Thursday, February 16, 2017

Every Picture: Hair Cut


This picture shall serve as an aide memoire for I really must get my hair cut. It is becoming so unruly. I don't have a fringe (which Americans call bangs) but when the front bit of my hair grows long it falls over my brow in two corkscrew ringlets which would be cute on a two-year-old but less so on the holder of an over-sixties travel pass.

We have the young ladies here tonight and they were very hard to settle. I blame Bert for indulging them with far too much horseplay, swinging them by the ankles, which they love, but which causes the blood to rush to their heads and the over-stimulation of their young brains.

One reading of Charlie and Lola was not enough. I also had to tell them the story of Aunt Jean's three imaginary friends Dogie, Simplit and Doodle, then the one when I went to Portrush on the Parish Excursion, felt it was far beneath my dignity to go on the helter-skelter and ended up wetting myself laughing at Jean when she did.

It still wasn't enough.
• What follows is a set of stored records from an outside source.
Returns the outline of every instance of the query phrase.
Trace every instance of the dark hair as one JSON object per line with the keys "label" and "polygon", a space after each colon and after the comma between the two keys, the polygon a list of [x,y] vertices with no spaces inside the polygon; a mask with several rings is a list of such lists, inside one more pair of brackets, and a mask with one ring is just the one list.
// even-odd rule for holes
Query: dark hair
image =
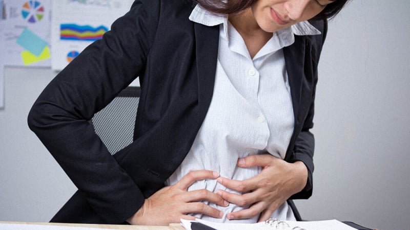
{"label": "dark hair", "polygon": [[[194,0],[210,11],[219,14],[235,14],[249,8],[258,0]],[[336,15],[349,0],[334,0],[326,6],[323,10],[314,17],[314,20],[331,18]]]}

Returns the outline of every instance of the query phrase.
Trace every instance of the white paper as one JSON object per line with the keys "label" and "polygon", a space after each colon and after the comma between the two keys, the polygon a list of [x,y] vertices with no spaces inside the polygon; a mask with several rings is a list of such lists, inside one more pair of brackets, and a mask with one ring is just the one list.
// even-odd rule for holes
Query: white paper
{"label": "white paper", "polygon": [[[133,2],[133,0],[55,1],[51,25],[51,68],[63,69],[93,41],[87,39],[81,32],[87,30],[85,27],[95,35],[97,33],[94,30],[97,28],[101,31],[110,29],[112,22],[127,12]],[[64,28],[73,35],[65,35]],[[75,33],[76,30],[80,32]]]}
{"label": "white paper", "polygon": [[2,230],[107,230],[107,228],[58,226],[54,225],[24,224],[0,223]]}
{"label": "white paper", "polygon": [[[277,229],[272,227],[264,222],[253,224],[216,223],[211,221],[197,219],[196,221],[203,223],[218,230],[269,230]],[[191,222],[192,221],[181,219],[181,224],[186,230],[191,230]],[[289,227],[280,228],[281,229],[292,229],[298,226],[306,230],[355,230],[346,224],[336,220],[322,220],[318,221],[284,221]]]}

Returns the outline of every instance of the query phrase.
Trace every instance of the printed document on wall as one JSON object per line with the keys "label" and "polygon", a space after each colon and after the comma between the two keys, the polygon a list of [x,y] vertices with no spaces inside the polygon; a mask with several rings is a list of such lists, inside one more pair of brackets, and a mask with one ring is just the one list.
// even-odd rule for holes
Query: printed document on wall
{"label": "printed document on wall", "polygon": [[4,65],[50,67],[52,0],[1,0]]}
{"label": "printed document on wall", "polygon": [[51,67],[61,70],[129,11],[133,0],[55,0]]}

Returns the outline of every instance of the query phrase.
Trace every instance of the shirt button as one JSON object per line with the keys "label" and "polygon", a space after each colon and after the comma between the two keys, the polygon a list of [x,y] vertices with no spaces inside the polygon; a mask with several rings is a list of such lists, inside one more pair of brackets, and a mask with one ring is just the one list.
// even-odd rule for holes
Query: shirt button
{"label": "shirt button", "polygon": [[255,76],[255,74],[256,74],[256,71],[255,71],[253,68],[251,68],[251,70],[249,70],[249,71],[248,72],[248,74],[249,75],[249,76],[253,77]]}

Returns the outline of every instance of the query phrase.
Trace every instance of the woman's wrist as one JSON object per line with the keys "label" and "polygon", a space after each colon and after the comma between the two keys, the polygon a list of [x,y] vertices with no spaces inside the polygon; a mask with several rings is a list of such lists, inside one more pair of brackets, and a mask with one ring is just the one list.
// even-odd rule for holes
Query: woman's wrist
{"label": "woman's wrist", "polygon": [[296,193],[301,191],[306,186],[308,182],[308,171],[306,165],[302,162],[298,161],[292,163],[294,166],[295,178],[297,181],[297,191]]}
{"label": "woman's wrist", "polygon": [[[148,200],[146,199],[144,201],[144,203],[145,203],[146,202],[147,202],[147,201]],[[133,225],[144,225],[144,223],[142,221],[142,214],[144,214],[144,205],[143,204],[141,208],[138,210],[136,213],[135,213],[131,217],[127,220],[127,222],[130,224]]]}

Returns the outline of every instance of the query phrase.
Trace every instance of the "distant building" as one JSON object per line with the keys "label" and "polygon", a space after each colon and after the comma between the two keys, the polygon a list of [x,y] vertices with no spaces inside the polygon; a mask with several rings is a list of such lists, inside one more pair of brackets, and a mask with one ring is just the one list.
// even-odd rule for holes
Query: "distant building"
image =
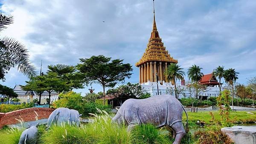
{"label": "distant building", "polygon": [[[147,45],[145,52],[135,66],[140,68],[139,81],[143,89],[144,93],[149,93],[152,95],[157,95],[157,74],[159,77],[158,91],[160,95],[168,94],[168,89],[174,89],[174,81],[168,81],[164,75],[167,66],[171,63],[177,63],[178,60],[174,59],[169,54],[168,51],[162,42],[157,29],[155,18],[154,9],[153,29],[150,38]],[[204,75],[202,77],[200,84],[207,85],[207,92],[199,95],[204,99],[211,96],[217,96],[219,94],[219,88],[215,87],[219,83],[212,73]],[[222,84],[221,84],[222,86]],[[182,94],[179,95],[179,98],[189,97],[191,95],[185,81],[180,84],[176,82],[177,87],[184,89]]]}
{"label": "distant building", "polygon": [[[14,92],[18,94],[17,98],[19,99],[21,103],[28,103],[33,101],[33,100],[37,98],[39,100],[39,95],[35,92],[29,91],[26,91],[22,90],[20,85],[16,85],[13,88]],[[41,104],[47,104],[46,99],[49,98],[49,93],[47,91],[44,92],[41,95]],[[51,103],[58,99],[58,94],[53,91],[51,93]]]}
{"label": "distant building", "polygon": [[[204,75],[201,78],[199,84],[205,84],[210,87],[219,86],[219,83],[212,73]],[[221,87],[222,87],[223,84],[221,83]]]}

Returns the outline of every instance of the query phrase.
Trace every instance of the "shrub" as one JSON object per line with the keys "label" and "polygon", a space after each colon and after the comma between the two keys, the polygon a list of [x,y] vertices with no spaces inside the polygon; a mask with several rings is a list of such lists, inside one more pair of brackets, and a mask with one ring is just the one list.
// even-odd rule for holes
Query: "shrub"
{"label": "shrub", "polygon": [[215,97],[209,97],[208,100],[212,102],[212,106],[216,106],[217,105],[217,98]]}
{"label": "shrub", "polygon": [[99,98],[99,95],[95,93],[87,93],[84,98],[84,100],[86,102],[95,102]]}
{"label": "shrub", "polygon": [[195,138],[198,138],[198,144],[233,144],[231,139],[221,130],[202,131],[195,132]]}
{"label": "shrub", "polygon": [[70,91],[65,94],[61,93],[59,97],[59,100],[53,102],[54,108],[66,107],[76,109],[79,113],[82,113],[83,100],[81,93]]}
{"label": "shrub", "polygon": [[38,101],[38,99],[37,98],[33,100],[33,103],[34,103],[34,104],[36,104],[36,103],[37,104]]}
{"label": "shrub", "polygon": [[17,98],[12,98],[12,101],[13,102],[19,102],[20,101],[20,100]]}
{"label": "shrub", "polygon": [[32,107],[34,104],[0,104],[0,112],[8,112],[21,109]]}
{"label": "shrub", "polygon": [[82,105],[83,111],[82,113],[84,116],[90,115],[89,113],[99,114],[97,109],[101,110],[104,110],[107,112],[110,112],[112,110],[111,106],[108,105],[104,105],[96,102],[84,103]]}
{"label": "shrub", "polygon": [[60,99],[53,103],[53,107],[66,107],[70,109],[76,109],[83,116],[89,116],[90,113],[98,113],[96,108],[104,110],[108,112],[111,110],[111,106],[104,105],[95,102],[88,102],[83,101],[81,93],[70,91],[65,94],[60,94]]}
{"label": "shrub", "polygon": [[150,97],[150,94],[147,92],[145,94],[143,94],[140,96],[138,98],[139,99],[144,99]]}

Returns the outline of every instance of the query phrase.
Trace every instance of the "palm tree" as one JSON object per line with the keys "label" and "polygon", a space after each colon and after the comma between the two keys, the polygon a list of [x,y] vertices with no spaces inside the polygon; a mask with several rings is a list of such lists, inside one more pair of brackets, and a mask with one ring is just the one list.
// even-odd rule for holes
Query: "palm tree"
{"label": "palm tree", "polygon": [[164,72],[164,75],[166,78],[169,81],[174,81],[174,89],[175,92],[175,97],[177,98],[176,91],[176,81],[183,80],[184,79],[185,72],[182,69],[183,68],[180,68],[180,66],[177,65],[176,63],[171,63]]}
{"label": "palm tree", "polygon": [[[196,84],[198,84],[201,79],[201,78],[204,76],[204,74],[201,72],[201,69],[202,69],[203,68],[196,66],[195,64],[190,67],[187,72],[189,79],[189,80],[191,79],[192,82],[195,82]],[[198,98],[197,89],[196,89],[196,98]]]}
{"label": "palm tree", "polygon": [[223,78],[223,75],[224,75],[224,66],[219,66],[216,69],[213,69],[213,75],[215,77],[218,77],[219,79],[219,87],[220,88],[220,93],[221,91],[221,78]]}
{"label": "palm tree", "polygon": [[235,69],[229,69],[226,70],[224,72],[223,77],[225,79],[226,83],[228,83],[230,85],[232,86],[232,107],[234,109],[234,104],[233,104],[233,98],[234,98],[234,83],[238,79],[237,74],[239,72],[236,72]]}
{"label": "palm tree", "polygon": [[[13,17],[0,14],[0,32],[13,23]],[[29,60],[29,54],[25,46],[12,38],[0,39],[0,80],[11,67],[17,66],[18,70],[30,78],[36,75],[35,67]]]}

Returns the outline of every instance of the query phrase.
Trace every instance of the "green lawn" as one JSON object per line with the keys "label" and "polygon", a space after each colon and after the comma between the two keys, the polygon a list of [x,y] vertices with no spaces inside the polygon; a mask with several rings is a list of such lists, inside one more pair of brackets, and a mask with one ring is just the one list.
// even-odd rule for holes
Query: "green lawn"
{"label": "green lawn", "polygon": [[[254,114],[249,114],[246,113],[248,112]],[[218,110],[212,112],[214,115],[216,120],[221,119]],[[200,120],[206,122],[207,124],[210,124],[210,120],[212,119],[212,117],[210,115],[209,112],[209,111],[198,112],[187,112],[189,121],[196,122],[197,121]],[[183,120],[184,121],[185,121],[186,120],[185,112],[183,113]],[[231,112],[230,120],[234,124],[256,121],[256,111]]]}

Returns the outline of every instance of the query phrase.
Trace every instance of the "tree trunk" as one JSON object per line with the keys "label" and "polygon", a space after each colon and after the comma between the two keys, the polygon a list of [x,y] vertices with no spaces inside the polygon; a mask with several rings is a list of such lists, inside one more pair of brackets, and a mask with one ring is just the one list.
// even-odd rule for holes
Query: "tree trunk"
{"label": "tree trunk", "polygon": [[232,100],[232,108],[234,109],[234,104],[233,103],[233,98],[234,98],[234,85],[232,84],[232,96],[231,97]]}
{"label": "tree trunk", "polygon": [[176,81],[175,80],[175,76],[174,76],[174,92],[175,92],[175,97],[176,98],[178,99],[178,98],[177,98],[177,91],[176,91]]}
{"label": "tree trunk", "polygon": [[41,104],[41,95],[42,95],[42,92],[39,93],[39,101],[38,101],[38,104]]}
{"label": "tree trunk", "polygon": [[102,85],[103,87],[103,105],[105,105],[106,101],[106,93],[105,93],[105,86]]}
{"label": "tree trunk", "polygon": [[49,104],[49,108],[50,108],[50,104],[51,104],[51,92],[49,92],[49,100],[48,101],[48,104]]}
{"label": "tree trunk", "polygon": [[219,78],[220,81],[219,82],[219,87],[220,87],[220,95],[221,94],[221,78]]}

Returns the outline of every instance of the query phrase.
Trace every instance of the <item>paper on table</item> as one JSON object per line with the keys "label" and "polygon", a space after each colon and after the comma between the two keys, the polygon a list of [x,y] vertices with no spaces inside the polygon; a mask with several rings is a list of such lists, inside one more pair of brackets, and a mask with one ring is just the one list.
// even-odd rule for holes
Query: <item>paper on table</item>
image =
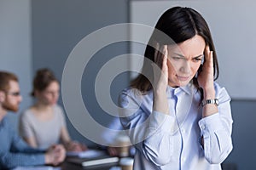
{"label": "paper on table", "polygon": [[17,167],[13,170],[61,170],[61,167],[53,167],[50,166],[36,166],[36,167]]}
{"label": "paper on table", "polygon": [[94,158],[100,156],[103,156],[104,152],[101,150],[86,150],[85,151],[67,151],[67,156],[78,156],[80,158]]}

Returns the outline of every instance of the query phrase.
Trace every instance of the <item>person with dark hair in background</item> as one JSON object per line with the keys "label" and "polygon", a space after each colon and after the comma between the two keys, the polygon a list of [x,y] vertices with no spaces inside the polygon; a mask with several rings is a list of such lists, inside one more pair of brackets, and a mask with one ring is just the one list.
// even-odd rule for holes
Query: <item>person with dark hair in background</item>
{"label": "person with dark hair in background", "polygon": [[68,151],[85,150],[84,144],[69,136],[63,110],[57,105],[59,91],[59,82],[50,70],[37,71],[32,92],[37,101],[20,116],[20,136],[34,148],[47,148],[61,140]]}
{"label": "person with dark hair in background", "polygon": [[47,150],[34,149],[15,133],[6,116],[8,111],[18,111],[21,99],[17,76],[0,71],[0,169],[61,163],[66,155],[62,145],[51,145]]}
{"label": "person with dark hair in background", "polygon": [[137,149],[134,169],[221,169],[233,148],[230,97],[214,82],[217,55],[203,17],[169,8],[144,56],[142,73],[119,101]]}

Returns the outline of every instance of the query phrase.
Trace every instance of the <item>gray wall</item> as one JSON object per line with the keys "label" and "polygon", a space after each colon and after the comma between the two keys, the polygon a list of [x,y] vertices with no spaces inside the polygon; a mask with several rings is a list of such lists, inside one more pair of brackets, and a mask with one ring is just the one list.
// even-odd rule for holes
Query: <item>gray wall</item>
{"label": "gray wall", "polygon": [[[24,96],[21,109],[31,104],[27,94],[36,70],[49,67],[61,81],[66,60],[73,47],[84,36],[97,29],[127,22],[128,7],[127,0],[33,0],[31,5],[28,0],[22,3],[0,0],[0,69],[12,71],[20,77]],[[112,117],[96,105],[93,93],[96,71],[113,56],[126,54],[127,51],[125,43],[106,47],[91,60],[84,71],[81,82],[84,99],[95,113],[92,116],[102,123],[107,124]],[[114,101],[118,93],[127,84],[127,74],[115,79],[111,88]],[[225,162],[236,162],[240,170],[256,169],[253,163],[256,160],[256,148],[253,145],[256,140],[253,133],[256,128],[255,102],[236,99],[231,102],[234,150]],[[61,98],[59,103],[62,105]],[[15,120],[16,116],[14,116]],[[80,135],[68,120],[67,123],[74,139],[93,144]]]}
{"label": "gray wall", "polygon": [[[109,25],[128,21],[126,0],[33,0],[32,1],[32,71],[42,67],[54,71],[61,81],[66,60],[75,45],[88,34]],[[95,120],[107,126],[112,116],[98,105],[94,94],[94,82],[99,69],[113,56],[126,54],[127,44],[115,43],[103,48],[90,61],[82,79],[84,101]],[[112,86],[112,97],[128,84],[124,73]],[[61,97],[60,102],[61,103]],[[74,110],[79,111],[79,110]],[[91,142],[80,135],[67,120],[74,139]]]}

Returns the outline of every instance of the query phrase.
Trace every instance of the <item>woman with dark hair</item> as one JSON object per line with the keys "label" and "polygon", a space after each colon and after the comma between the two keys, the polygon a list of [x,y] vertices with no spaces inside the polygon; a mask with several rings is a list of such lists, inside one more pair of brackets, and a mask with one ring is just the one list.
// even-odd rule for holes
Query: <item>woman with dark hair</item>
{"label": "woman with dark hair", "polygon": [[214,82],[218,60],[203,17],[190,8],[168,9],[144,56],[119,102],[137,149],[134,169],[221,169],[233,147],[230,98]]}
{"label": "woman with dark hair", "polygon": [[57,105],[59,91],[59,82],[51,71],[37,71],[32,92],[37,101],[21,114],[20,133],[35,148],[44,149],[61,141],[67,150],[84,150],[86,147],[69,136],[63,110]]}

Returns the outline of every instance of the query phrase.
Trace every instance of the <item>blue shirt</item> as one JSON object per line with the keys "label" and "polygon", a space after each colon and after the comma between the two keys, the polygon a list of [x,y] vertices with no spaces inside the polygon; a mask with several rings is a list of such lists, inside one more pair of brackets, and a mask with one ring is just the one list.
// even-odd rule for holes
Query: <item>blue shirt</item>
{"label": "blue shirt", "polygon": [[152,110],[153,91],[121,93],[120,120],[137,148],[134,170],[221,169],[233,148],[233,120],[227,91],[216,82],[214,88],[218,112],[204,118],[200,92],[191,84],[167,88],[169,115]]}
{"label": "blue shirt", "polygon": [[43,150],[28,146],[3,117],[0,122],[0,169],[44,164]]}

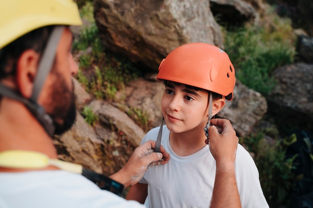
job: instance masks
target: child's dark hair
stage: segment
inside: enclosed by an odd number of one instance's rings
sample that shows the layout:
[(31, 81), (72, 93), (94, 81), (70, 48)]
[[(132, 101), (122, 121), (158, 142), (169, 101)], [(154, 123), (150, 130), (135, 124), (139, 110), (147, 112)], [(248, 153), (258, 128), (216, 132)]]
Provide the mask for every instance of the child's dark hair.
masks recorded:
[[(166, 85), (167, 83), (168, 82), (168, 80), (164, 80), (164, 84), (165, 85)], [(204, 89), (202, 89), (202, 88), (200, 88), (199, 87), (194, 87), (194, 86), (190, 86), (190, 85), (188, 85), (188, 84), (182, 84), (182, 83), (180, 83), (179, 82), (172, 82), (174, 84), (174, 85), (176, 85), (176, 86), (182, 86), (182, 85), (184, 85), (186, 87), (186, 88), (188, 89), (192, 89), (192, 90), (196, 90), (196, 91), (198, 91), (198, 90), (202, 90), (202, 91), (204, 91), (206, 92), (210, 92), (210, 91), (207, 90), (205, 90)], [(213, 100), (218, 100), (218, 99), (221, 99), (223, 98), (223, 96), (220, 94), (218, 94), (216, 93), (216, 92), (212, 92), (212, 98), (213, 99)]]
[(0, 49), (0, 80), (15, 74), (18, 59), (25, 50), (32, 49), (41, 55), (54, 27), (36, 29)]

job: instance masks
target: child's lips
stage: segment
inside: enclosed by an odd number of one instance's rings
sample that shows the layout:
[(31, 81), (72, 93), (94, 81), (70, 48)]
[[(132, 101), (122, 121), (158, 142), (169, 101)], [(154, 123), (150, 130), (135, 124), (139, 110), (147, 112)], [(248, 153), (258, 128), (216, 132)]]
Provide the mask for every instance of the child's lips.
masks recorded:
[(180, 119), (178, 119), (178, 118), (174, 116), (172, 116), (170, 115), (169, 115), (169, 114), (167, 114), (167, 115), (168, 115), (168, 119), (171, 121), (176, 121), (180, 120)]

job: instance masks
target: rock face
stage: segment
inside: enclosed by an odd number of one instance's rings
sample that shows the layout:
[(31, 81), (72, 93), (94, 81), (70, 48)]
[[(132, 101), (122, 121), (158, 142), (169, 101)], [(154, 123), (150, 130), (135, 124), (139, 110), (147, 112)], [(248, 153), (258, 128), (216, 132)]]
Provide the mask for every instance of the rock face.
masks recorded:
[(217, 116), (228, 119), (238, 136), (245, 137), (251, 133), (267, 110), (264, 97), (236, 80), (232, 100), (226, 100), (226, 106)]
[(104, 46), (156, 71), (162, 59), (188, 42), (224, 47), (220, 26), (206, 0), (94, 0)]
[[(254, 13), (250, 5), (256, 8), (256, 12), (262, 11), (262, 0), (248, 1), (250, 4), (238, 0), (94, 0), (96, 22), (105, 47), (146, 66), (146, 71), (154, 74), (134, 80), (126, 86), (124, 91), (118, 92), (117, 100), (124, 98), (120, 103), (96, 100), (74, 79), (77, 119), (70, 130), (54, 138), (59, 157), (107, 175), (120, 170), (146, 131), (160, 124), (164, 86), (156, 80), (155, 73), (161, 60), (174, 48), (190, 42), (205, 42), (222, 48), (220, 29), (209, 2), (213, 6), (218, 3), (219, 12), (226, 17), (230, 10), (240, 17), (240, 21), (254, 22), (258, 14)], [(298, 52), (302, 54), (300, 60), (312, 63), (312, 43), (308, 38), (300, 39)], [(313, 123), (312, 73), (310, 63), (276, 69), (273, 75), (278, 84), (268, 98), (270, 106), (260, 93), (237, 81), (233, 100), (226, 101), (216, 117), (229, 119), (240, 137), (251, 133), (267, 111), (282, 108), (284, 114), (292, 118), (300, 115), (306, 123)], [(93, 126), (79, 113), (85, 106), (99, 118)], [(128, 115), (127, 109), (132, 108), (146, 113), (149, 129), (142, 129)]]
[(210, 0), (210, 4), (214, 15), (218, 17), (218, 21), (228, 26), (241, 26), (246, 22), (256, 24), (260, 21), (259, 13), (247, 2), (240, 0)]
[(276, 69), (273, 76), (278, 83), (268, 97), (273, 107), (282, 108), (285, 116), (300, 116), (300, 121), (313, 123), (313, 65), (296, 63), (284, 66)]

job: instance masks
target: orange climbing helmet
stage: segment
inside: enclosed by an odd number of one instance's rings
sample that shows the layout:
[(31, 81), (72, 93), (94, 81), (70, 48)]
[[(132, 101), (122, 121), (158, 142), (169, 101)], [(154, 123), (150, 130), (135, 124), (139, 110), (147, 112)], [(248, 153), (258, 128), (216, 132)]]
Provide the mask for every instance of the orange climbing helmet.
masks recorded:
[(202, 88), (232, 99), (236, 78), (228, 55), (208, 43), (182, 45), (172, 51), (158, 67), (156, 78)]

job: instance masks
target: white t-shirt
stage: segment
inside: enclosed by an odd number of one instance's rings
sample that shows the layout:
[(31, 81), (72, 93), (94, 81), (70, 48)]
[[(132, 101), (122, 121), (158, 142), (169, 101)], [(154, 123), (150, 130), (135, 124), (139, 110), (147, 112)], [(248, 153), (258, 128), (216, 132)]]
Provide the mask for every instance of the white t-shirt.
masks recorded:
[(0, 173), (0, 208), (142, 208), (64, 171)]
[[(159, 128), (150, 131), (142, 143), (156, 140)], [(170, 131), (164, 125), (162, 145), (170, 155), (170, 160), (164, 165), (149, 169), (140, 182), (148, 184), (145, 205), (150, 208), (208, 208), (216, 168), (208, 146), (192, 155), (180, 157), (170, 148), (169, 135)], [(235, 171), (242, 208), (268, 208), (256, 166), (249, 153), (240, 144), (236, 151)]]

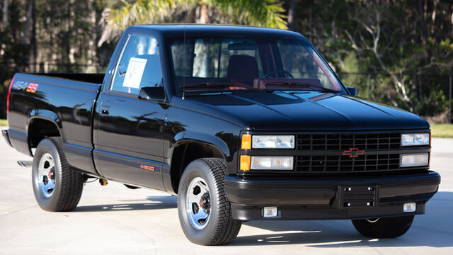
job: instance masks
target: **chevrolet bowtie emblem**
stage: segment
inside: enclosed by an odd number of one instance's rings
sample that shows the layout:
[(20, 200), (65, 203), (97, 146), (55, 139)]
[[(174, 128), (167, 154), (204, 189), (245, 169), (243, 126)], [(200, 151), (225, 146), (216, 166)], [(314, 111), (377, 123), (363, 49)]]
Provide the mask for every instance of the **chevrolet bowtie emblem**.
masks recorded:
[(343, 152), (343, 156), (349, 156), (350, 157), (357, 157), (359, 155), (362, 155), (365, 151), (364, 149), (359, 149), (357, 148), (349, 148), (349, 150)]

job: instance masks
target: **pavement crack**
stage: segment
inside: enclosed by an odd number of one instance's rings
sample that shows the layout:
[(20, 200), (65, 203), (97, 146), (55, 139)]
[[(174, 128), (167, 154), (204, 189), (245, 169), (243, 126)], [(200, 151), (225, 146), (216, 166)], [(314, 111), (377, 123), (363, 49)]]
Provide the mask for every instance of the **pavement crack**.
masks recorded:
[(36, 205), (30, 205), (30, 206), (28, 206), (28, 207), (26, 207), (26, 208), (22, 208), (22, 209), (16, 210), (15, 210), (15, 211), (13, 211), (13, 212), (11, 212), (5, 213), (5, 214), (4, 214), (4, 215), (0, 215), (0, 217), (4, 217), (4, 216), (9, 215), (11, 215), (11, 214), (13, 214), (13, 213), (23, 211), (23, 210), (27, 210), (27, 209), (31, 208), (33, 208), (33, 207), (35, 207), (35, 206), (36, 206)]

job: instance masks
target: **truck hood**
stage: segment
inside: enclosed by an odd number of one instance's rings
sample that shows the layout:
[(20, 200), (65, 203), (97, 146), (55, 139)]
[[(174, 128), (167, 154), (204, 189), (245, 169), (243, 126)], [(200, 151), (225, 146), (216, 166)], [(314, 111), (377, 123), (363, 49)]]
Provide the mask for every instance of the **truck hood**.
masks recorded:
[[(427, 129), (424, 119), (407, 111), (346, 95), (318, 91), (234, 91), (190, 98), (266, 130)], [(214, 110), (210, 109), (210, 110)], [(207, 109), (207, 110), (209, 110)]]

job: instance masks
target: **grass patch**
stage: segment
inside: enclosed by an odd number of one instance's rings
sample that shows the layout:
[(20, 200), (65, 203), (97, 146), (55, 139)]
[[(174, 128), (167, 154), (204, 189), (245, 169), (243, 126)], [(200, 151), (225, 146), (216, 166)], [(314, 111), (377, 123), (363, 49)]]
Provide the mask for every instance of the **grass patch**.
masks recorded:
[(453, 138), (453, 124), (431, 124), (433, 137)]

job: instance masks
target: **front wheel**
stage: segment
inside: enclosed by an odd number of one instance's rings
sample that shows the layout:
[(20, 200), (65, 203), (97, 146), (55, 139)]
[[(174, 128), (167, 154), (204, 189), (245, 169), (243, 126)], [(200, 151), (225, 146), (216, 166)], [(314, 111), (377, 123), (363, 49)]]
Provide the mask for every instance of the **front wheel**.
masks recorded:
[(226, 166), (216, 158), (192, 162), (183, 173), (178, 191), (178, 214), (184, 234), (201, 245), (234, 240), (241, 222), (234, 220), (224, 188)]
[(74, 209), (84, 181), (84, 176), (68, 165), (59, 137), (40, 142), (33, 157), (32, 182), (41, 208), (51, 212)]
[(404, 234), (412, 225), (413, 215), (352, 220), (355, 229), (372, 238), (394, 238)]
Martha needed to hear the one where Tricia spent so long in hospital after her appendix burst that her hair started to grow and afterwards she was allowed to have it long. That led to a discussion about great-aunts' current hair colours and do they dye their hair? I said I never really noticed these things and she could ask them herself. Evie was dozing off but Martha still wasn't satisfied. I finished off with a long story about my great-grandmother, their great-great-great grandmother.

Granny: More than a hundred years ago!
Martha: A hundred years...

She could barely fathom it. The story was about widowhood, clever sons, Spanish Flu and the perils of amateur tree surgery. Moral of the tale - never stand below a tree when it is being pruned.